Unlike wallets in the real world, which typically contain real money, cryptocurrency wallets do not contain cryptocurrency. In fact, cryptocurrencies aren't actually stored anywhere, as they are digital i.e. they do not have a physical form. Instead, all of one's cryptocurrency-related transactions, representing ownership of the cryptocurrency, are logged within a blockchain, in the form of a cryptographically secured ledger.
So what do cryptocurrency wallets contain and what is their purpose? We'll, cryptocurrency wallets contain a users Public and Private keys, allowing wallet owners to use their keys to send and receive cryptocurrency to one another.
A public key is your public address and can be shared with other users of the network to allow them to send you cryptocurrency.
A private key or private address on the other hand remains private and is used only by the wallet owner to send his or her cryptocurrency to others.
In actuality, public and private keys, or addresses, are comprised of alphanumeric strings generated using asymmetric encryption algorithms such as RSA, a topic we'll explore in more detail later within the encryption segment of this course.
Most people new to cryptocurrency trading will typically start by using popular centralised cryptocurrency exchanges such as the Binance or Coinbase apps, and as such, will never see or have access to their own private keys.
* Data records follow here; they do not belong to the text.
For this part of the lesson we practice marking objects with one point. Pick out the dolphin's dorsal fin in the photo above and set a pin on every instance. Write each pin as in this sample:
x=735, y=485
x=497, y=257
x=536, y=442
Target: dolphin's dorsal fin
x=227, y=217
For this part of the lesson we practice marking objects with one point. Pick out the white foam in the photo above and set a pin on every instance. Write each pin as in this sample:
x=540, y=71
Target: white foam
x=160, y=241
Instead, centralised exchanges store private keys on behalf of their users within hosted wallets, allowing users easy access to various trading options via their password-protected online account.
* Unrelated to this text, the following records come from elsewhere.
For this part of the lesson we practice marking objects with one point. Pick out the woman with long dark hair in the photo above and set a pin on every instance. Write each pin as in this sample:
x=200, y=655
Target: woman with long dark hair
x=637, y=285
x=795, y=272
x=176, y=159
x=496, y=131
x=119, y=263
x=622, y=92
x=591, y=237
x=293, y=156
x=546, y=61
However, more and more people are moving towards decentralised hardware, desktop and mobile wallets. Providing them with a safe and easy place to store their cryptocurrency funds outside of hosted wallets within exchanges.
Wallets are often categorised as either hot or cold. Hot wallets, or hot storage, refer to wallets that are typically always connected to the internet i.e. hosted, desktop and mobile wallets, whereas cold wallets, or cold storage, refers to wallets that are kept offline while not in use e.g hardware USB wallets.
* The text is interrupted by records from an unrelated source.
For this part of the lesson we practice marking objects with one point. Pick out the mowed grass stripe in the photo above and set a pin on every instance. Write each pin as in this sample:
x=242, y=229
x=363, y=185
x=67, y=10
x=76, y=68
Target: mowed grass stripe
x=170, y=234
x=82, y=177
So now that you know what a crypto wallet is, let's recap while looking at a few different types of wallets
Hosted wallets are convenient, easily accessible, and easy to use. However, the disadvantages of hosted wallets are that your Public and Private keys are stored by a third party, online, putting your cryptocurrency at risk should the platform be hacked. An although all hot wallets are vulnerable to online attacks, hosted wallets are considered to be the most vulnerable.
Installed on a users personal computer, desktop wallets are by nature more secure than mobile wallets, as they're simply harder to steal. However, they're also considered less secure than hardware wallets, as the latter can be easily locked away when not in use.
Mobile wallets are not dissimilar to desktop wallets, however, they come with the added benefit of being accessible on the move, as they're stored on a mobile device. Popular mobile wallets include the Coinbase Wallet, from Coinbase and Trust Wallet from Binance, not to be confused with hosted wallet offerings within the Coinbase and Binance centralised exchanges.
Hardware wallets are amongst the most secure of all wallets, storing your private keys on a portable external hardware device, such as a USB stick. Their security comes from the fact that they only need to be connected to the network when transacting and can otherwise be kept locked away in a secure place, for example, in a safe.